We are using a book ModernC for Demonstration.

In [3]:
# Getting Data
from PyPDF2 import PdfReader
reader = PdfReader('modernC.pdf')
text= ""
for page in reader.pages:
  text += page.extract_text()

text = text.lower()
text = text.replace('\t'," ")

## Breaking Text into Chunks.

In [4]:
chunk_size = 300
chunks = [text[i:i + chunk_size] for i in range(0, len(text), chunk_size)]
print(len(chunks))

3395


## Embeddings the Chunks.

In [6]:
from sentence_transformers import SentenceTransformer
from tqdm import tqdm

embedder = SentenceTransformer("all-MiniLM-L6-v2")
embeddings = []

for chunk in tqdm(chunks, desc="Embedding chunks"):
    vec = embedder.encode(chunk)   # encode ONE chunk
    embeddings.append(vec)


Embedding chunks: 100%|██████████| 3395/3395 [00:21<00:00, 157.77it/s]

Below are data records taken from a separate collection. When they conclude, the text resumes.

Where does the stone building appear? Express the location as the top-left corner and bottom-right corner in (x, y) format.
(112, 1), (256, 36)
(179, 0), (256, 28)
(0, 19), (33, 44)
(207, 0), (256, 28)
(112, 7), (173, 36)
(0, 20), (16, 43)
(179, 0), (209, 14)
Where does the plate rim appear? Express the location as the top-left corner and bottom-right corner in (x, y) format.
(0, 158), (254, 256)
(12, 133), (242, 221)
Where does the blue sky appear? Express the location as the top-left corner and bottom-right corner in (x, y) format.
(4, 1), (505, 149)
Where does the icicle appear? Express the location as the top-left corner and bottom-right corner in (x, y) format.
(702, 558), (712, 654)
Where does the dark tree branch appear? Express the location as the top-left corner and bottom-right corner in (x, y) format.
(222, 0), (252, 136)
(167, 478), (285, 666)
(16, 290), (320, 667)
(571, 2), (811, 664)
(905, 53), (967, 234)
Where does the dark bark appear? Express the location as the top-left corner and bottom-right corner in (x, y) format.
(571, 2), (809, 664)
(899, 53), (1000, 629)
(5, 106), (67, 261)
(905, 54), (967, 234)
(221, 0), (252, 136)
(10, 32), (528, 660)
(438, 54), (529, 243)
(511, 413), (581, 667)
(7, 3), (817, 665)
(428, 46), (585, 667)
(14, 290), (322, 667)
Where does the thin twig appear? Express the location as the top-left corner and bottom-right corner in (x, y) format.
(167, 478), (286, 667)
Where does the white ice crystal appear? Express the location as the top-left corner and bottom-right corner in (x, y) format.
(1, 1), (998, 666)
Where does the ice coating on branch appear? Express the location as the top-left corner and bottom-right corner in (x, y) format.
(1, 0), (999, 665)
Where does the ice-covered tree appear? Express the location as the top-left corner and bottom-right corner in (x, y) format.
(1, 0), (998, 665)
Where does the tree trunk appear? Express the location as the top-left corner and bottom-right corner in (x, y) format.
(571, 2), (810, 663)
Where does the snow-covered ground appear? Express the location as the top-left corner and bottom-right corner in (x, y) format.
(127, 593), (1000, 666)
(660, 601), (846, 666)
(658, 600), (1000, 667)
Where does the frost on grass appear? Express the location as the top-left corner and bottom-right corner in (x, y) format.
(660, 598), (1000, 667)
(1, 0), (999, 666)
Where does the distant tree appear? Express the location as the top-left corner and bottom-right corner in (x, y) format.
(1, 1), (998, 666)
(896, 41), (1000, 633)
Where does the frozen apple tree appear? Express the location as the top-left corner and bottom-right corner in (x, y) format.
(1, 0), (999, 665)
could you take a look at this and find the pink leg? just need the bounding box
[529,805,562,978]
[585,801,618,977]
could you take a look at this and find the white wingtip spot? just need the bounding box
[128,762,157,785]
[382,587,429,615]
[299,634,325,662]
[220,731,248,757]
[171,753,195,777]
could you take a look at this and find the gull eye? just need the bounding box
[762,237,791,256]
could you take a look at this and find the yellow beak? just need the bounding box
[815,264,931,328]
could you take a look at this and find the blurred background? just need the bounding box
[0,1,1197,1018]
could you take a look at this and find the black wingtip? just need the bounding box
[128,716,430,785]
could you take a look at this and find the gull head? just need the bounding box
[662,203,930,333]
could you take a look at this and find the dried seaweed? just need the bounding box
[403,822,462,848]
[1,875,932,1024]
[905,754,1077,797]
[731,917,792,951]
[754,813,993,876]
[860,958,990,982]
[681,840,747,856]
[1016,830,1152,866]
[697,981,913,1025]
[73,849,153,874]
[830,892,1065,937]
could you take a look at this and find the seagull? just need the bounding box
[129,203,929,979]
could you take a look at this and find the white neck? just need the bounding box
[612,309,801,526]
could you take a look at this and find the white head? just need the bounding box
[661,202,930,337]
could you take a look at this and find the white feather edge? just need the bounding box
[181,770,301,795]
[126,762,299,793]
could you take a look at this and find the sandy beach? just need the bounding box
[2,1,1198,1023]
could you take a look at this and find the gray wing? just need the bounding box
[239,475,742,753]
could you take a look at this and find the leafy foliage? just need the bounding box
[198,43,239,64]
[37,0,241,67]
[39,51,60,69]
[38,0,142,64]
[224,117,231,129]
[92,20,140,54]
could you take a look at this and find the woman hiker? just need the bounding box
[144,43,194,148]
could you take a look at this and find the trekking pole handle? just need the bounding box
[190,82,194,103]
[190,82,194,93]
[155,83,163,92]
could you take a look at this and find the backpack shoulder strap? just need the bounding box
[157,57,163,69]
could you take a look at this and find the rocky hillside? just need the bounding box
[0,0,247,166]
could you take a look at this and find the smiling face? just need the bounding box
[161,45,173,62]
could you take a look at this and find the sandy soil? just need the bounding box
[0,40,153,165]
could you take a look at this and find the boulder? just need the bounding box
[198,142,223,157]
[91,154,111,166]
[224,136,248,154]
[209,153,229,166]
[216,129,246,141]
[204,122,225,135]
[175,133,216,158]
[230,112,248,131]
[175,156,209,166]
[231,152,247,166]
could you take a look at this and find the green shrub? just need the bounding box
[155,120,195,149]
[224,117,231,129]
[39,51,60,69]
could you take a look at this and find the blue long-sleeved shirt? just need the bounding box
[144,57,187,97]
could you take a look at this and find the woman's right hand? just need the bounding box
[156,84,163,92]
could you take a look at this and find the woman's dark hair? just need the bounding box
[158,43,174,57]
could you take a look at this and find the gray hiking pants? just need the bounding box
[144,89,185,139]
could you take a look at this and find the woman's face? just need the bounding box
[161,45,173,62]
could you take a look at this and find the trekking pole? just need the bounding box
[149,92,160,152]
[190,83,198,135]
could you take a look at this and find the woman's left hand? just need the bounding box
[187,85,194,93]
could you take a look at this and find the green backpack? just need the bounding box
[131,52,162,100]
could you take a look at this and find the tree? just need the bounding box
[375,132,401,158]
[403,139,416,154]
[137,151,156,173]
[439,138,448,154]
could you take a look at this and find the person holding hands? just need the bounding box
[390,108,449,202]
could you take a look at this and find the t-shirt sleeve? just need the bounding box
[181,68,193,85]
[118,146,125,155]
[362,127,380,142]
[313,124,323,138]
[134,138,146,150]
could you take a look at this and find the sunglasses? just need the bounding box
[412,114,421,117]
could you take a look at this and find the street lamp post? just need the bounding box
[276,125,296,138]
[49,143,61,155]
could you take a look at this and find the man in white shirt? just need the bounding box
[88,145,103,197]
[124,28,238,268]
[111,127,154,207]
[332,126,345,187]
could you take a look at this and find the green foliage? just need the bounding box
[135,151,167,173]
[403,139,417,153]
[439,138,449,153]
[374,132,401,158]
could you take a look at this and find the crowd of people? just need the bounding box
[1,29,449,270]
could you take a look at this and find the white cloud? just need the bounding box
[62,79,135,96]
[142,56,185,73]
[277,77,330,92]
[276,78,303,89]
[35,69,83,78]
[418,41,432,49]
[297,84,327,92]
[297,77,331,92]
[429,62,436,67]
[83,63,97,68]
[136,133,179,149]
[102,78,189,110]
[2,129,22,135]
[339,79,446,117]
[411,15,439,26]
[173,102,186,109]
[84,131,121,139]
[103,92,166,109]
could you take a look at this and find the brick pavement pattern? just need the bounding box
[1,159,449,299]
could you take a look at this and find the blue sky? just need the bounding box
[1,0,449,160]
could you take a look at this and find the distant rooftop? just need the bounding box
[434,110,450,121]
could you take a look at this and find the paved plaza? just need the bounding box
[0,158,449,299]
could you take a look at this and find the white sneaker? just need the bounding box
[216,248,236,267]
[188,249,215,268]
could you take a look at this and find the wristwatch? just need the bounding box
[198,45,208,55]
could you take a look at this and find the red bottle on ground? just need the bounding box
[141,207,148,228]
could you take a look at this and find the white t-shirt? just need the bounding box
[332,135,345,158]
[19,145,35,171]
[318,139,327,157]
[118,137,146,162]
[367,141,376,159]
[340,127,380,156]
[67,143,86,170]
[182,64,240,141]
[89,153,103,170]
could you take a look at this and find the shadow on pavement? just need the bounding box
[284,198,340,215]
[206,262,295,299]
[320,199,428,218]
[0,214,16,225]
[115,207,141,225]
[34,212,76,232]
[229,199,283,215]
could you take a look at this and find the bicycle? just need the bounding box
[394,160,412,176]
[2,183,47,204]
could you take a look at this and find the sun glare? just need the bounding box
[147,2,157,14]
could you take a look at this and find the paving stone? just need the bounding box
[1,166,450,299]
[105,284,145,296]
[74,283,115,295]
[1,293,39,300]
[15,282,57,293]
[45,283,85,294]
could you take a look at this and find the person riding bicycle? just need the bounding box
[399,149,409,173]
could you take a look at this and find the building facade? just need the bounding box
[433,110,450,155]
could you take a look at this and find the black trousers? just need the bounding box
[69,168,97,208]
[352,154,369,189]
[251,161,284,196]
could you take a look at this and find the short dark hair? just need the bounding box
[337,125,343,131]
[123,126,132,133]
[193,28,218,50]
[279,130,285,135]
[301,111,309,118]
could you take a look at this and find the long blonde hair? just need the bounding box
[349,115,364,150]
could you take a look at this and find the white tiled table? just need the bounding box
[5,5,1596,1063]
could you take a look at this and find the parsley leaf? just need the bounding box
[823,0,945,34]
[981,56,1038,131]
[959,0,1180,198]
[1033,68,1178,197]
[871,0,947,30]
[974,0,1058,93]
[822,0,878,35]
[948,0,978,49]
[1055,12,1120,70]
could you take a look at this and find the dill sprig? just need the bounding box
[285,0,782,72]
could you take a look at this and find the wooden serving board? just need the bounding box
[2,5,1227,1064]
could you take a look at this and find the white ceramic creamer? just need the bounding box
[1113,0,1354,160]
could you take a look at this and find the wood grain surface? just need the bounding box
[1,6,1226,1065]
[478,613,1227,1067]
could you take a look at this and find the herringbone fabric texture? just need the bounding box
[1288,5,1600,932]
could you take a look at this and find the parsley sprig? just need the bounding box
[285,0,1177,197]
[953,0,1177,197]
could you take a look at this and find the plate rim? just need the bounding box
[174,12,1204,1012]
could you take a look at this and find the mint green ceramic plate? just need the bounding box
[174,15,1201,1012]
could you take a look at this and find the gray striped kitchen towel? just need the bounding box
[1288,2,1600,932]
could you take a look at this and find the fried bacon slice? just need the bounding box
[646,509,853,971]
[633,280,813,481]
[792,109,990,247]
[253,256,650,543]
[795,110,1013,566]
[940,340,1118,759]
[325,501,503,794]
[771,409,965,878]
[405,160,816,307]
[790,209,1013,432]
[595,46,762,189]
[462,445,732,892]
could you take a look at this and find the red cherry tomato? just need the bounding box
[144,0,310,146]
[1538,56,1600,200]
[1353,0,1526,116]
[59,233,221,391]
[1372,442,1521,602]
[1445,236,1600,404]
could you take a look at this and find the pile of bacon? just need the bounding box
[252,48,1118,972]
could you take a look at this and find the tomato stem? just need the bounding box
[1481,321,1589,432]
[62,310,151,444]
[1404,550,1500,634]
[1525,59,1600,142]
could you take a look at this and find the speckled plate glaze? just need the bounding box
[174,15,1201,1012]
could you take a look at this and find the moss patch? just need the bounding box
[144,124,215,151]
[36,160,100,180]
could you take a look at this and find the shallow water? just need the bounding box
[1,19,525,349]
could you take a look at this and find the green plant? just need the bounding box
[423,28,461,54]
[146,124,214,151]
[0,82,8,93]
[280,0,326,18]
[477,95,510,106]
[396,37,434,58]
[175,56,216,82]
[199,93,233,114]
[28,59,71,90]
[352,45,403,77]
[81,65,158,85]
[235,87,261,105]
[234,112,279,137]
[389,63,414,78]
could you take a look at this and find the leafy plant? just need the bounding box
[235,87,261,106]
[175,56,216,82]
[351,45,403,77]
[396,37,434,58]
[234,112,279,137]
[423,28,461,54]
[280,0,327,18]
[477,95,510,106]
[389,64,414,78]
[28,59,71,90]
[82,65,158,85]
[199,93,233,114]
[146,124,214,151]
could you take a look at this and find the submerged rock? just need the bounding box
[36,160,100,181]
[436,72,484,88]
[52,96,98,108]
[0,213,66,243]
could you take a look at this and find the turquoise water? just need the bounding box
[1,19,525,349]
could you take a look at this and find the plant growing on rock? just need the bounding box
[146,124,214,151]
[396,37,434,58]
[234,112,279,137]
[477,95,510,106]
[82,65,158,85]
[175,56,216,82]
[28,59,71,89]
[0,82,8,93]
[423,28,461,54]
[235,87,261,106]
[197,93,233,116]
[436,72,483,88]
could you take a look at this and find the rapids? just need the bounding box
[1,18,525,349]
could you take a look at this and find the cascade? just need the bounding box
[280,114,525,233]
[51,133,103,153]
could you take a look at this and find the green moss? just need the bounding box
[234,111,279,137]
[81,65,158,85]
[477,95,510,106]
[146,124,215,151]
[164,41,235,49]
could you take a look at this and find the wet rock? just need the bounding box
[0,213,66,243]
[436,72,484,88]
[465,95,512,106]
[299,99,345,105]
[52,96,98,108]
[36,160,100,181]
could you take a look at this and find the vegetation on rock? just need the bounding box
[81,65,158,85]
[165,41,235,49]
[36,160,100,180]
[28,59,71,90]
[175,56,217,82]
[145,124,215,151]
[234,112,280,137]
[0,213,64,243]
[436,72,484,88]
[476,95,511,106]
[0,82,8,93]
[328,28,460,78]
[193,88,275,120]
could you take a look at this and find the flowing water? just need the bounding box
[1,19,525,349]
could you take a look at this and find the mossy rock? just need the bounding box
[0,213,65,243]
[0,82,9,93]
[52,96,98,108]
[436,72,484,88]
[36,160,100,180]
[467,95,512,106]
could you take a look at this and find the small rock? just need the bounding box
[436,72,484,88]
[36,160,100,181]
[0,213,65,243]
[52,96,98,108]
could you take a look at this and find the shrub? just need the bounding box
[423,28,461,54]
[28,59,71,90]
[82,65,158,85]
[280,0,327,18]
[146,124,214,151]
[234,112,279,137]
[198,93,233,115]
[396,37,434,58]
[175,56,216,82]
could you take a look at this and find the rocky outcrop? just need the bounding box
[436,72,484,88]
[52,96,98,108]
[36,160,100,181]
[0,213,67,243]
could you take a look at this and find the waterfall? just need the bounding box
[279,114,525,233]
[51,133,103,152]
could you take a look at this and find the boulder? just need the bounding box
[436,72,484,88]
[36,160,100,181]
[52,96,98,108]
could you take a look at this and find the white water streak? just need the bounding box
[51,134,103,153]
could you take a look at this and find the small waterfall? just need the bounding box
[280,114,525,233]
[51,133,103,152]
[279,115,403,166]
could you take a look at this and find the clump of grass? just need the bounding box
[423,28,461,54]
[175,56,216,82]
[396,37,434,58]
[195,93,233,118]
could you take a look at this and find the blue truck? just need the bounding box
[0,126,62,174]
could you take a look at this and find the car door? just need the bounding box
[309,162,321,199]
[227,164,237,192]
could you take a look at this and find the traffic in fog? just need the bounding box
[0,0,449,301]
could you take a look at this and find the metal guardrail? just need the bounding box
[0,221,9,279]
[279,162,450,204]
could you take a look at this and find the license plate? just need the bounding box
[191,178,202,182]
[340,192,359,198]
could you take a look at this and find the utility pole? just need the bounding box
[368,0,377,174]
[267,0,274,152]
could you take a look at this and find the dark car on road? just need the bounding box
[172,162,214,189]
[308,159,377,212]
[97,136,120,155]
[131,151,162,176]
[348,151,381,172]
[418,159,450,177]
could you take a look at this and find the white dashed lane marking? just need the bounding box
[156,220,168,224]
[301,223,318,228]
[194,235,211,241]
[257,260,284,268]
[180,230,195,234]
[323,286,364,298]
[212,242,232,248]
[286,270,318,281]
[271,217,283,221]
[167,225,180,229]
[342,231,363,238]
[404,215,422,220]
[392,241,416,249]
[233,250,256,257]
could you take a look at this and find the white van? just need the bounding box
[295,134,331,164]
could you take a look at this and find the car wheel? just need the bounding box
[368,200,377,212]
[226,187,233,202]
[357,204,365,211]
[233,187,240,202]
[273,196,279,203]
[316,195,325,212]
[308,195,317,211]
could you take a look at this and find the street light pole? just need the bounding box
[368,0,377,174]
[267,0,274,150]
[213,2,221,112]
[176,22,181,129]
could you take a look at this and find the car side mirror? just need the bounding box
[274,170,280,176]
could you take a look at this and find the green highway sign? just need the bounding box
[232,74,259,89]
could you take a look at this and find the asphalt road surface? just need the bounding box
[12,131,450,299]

## Using Fiass As Vector Store.

In [15]:
import faiss
import numpy as np
embeddings = np.array(embeddings, dtype='float32')
d = embeddings.shape[1]
index = faiss.IndexFlatIP(d)
index.add(embeddings)
id_to_chunk = {i: chunk for i, chunk in enumerate(chunks)}
id_to_chunk[0]

'modern c\njens gustedt\ninria, france\nicube, strasbourg, france\nthis is the 3rdedition of this book, as of october 15, 2024, in line with the most recent c standard, c23.\nthe contents of this book is identical to the print and ebook version that is licensed to\nmanning publications co., shelter island,'

In [16]:
import numpy as np

def retrieve(query, k=5):
    query_embedding = embedder.encode(query).astype("float32").reshape(1, d)
    distances, indices = index.search(query_embedding, k)
    retrieved_chunks = [id_to_chunk[i] for i in indices[0]]
    return retrieved_chunks

def build_prompt(context, question):
    context_text = "\n\n".join(context)

    prompt = f"""
You need to rate the context being provided. we are creating RAG application and we need to check if the context is relevant to the question. rate the context out of 10. and be honest brutally.

Context:
{context_text}

Question: {question}

Answer:
"""

    return prompt.strip()




## Load the LLM

## Retreive Chunks and Send to LLM with query.

In [17]:
import google.generativeai as genai
from google.colab import userdata
key = userdata.get('GOOGLE_API_KEY')
genai.configure(api_key=key)

model = genai.GenerativeModel("gemini-2.5-flash")
def answer_question(prompt):
    response = model.generate_content(prompt)
    return response.text


def rag_answer(query):
    chunks = retrieve(query, k=5)
    prompt = build_prompt(chunks, query)
    print(prompt)
    answer = answer_question(prompt)
    return answer


In [18]:
print(rag_answer("What are Pointers in C"))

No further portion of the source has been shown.